Элайджа встал и силой усадил Клауса на диван. Налил полный бокал бурбона и протянул брату. Клаус молча взял бокал и осушил одним глотком. Элайджа вновь наполнил бокал и протянул брату.
– Алкоголика из меня хочешь сделать? – мрачно усмехнулся Клаус.
– Древнего алкоголика, раз уж ты по-другому не можешь.
Элайджа нагнулся к Клаусу, и его лицо оказалось на одном уровне с лицом брата. Элайджа положил руки на плечи Клауса и заглянул в его глаза.
– Ради Бога, Клаус, мне иногда кажется, что ты сходишь с ума. Я понимаю, тебе тяжело сейчас. Тебе хуже, чем кому бы то ни было. Но я прошу, возьми себя в руки, брат.

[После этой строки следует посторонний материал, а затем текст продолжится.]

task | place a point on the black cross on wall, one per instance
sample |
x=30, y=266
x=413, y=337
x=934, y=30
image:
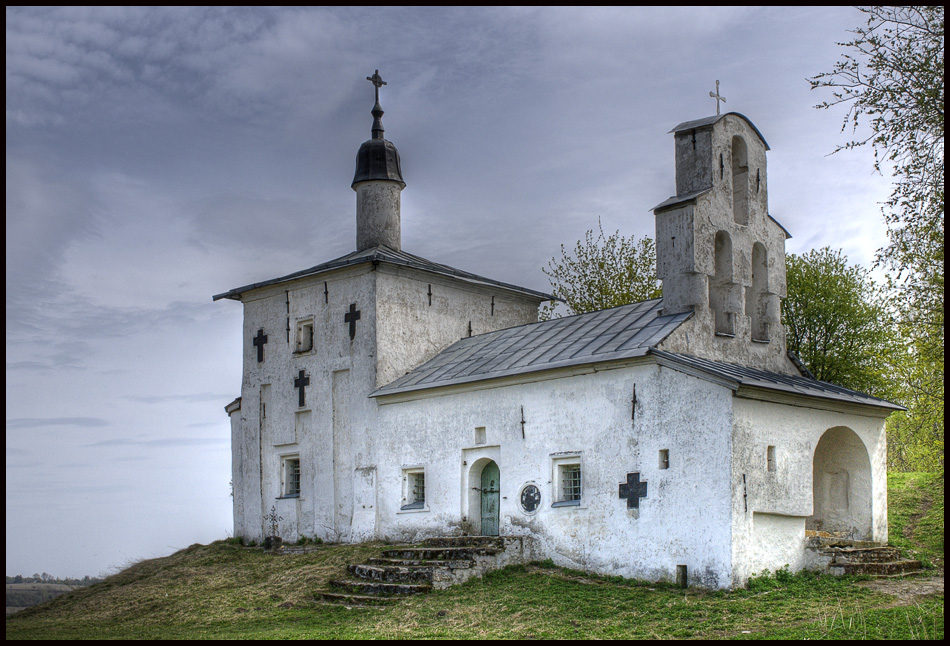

Пожалуйста. Это нужно мне. Это нужно тебе. Это нужно ей, в конце концов. Ты можешь взять себя в руки ради неё? Дай мне два дня. Ещё два дня, и мы узнаем, где он держит её. Два дня неизвестности, и мы поможем ей. Возьми себя в руки. Нельзя торопиться. Иначе мы можем потерять всё. Ты ведь понимаешь, Клаус.
Элайджа вглядывался в лицо брата, словно пытаясь прочесть в нём ответ.
– Два дня, – лицо Клауса исказилось от боли. – Два дня. Я понимаю, нам нельзя совершить ошибку. Да, я понимаю.
Элайджа сел рядом с Клаусом, взял бокал из его рук и допил оставшуюся на дне янтарную жидкость. Клаус откинулся на спинку дивана и закрыл глаза.
– Два дня… – беззвучно шевельнулись его губы.
Элайджа бросил бокал в стену. Клаус вздрогнул и открыл глаза. За эту неделю старший брат ещё ни разу не выходил из себя, не совершал таких поступков. Элайджа крепко обнял брата.
– Что бы ни случилось, я всегда буду с тобой. Тебе тяжело, я знаю, но мне, чёрт возьми, тоже тяжело. Возьми себя в руки, брат.
Элайджа разжал руки, встал и вышел из кабинета. Сегодня ему предстояло сделать ещё очень многое.
Клаус потянулся к бутылке, но потом отбросил её от себя и вскочил.
– А ведь ты прав, чёрт побери, ты прав, Элайджа! Не мне одному плохо. И если тяжело нам, то как же тяжело должно быть ей!.. Моя боль смешна по сравнению с болью Кэролайн. Я должен взять себя в руки. Это единственный наш шанс помочь ей.
Клаус вылетел из кабинета вслед за братом.
– Элайджа! Обсудим подробности плана.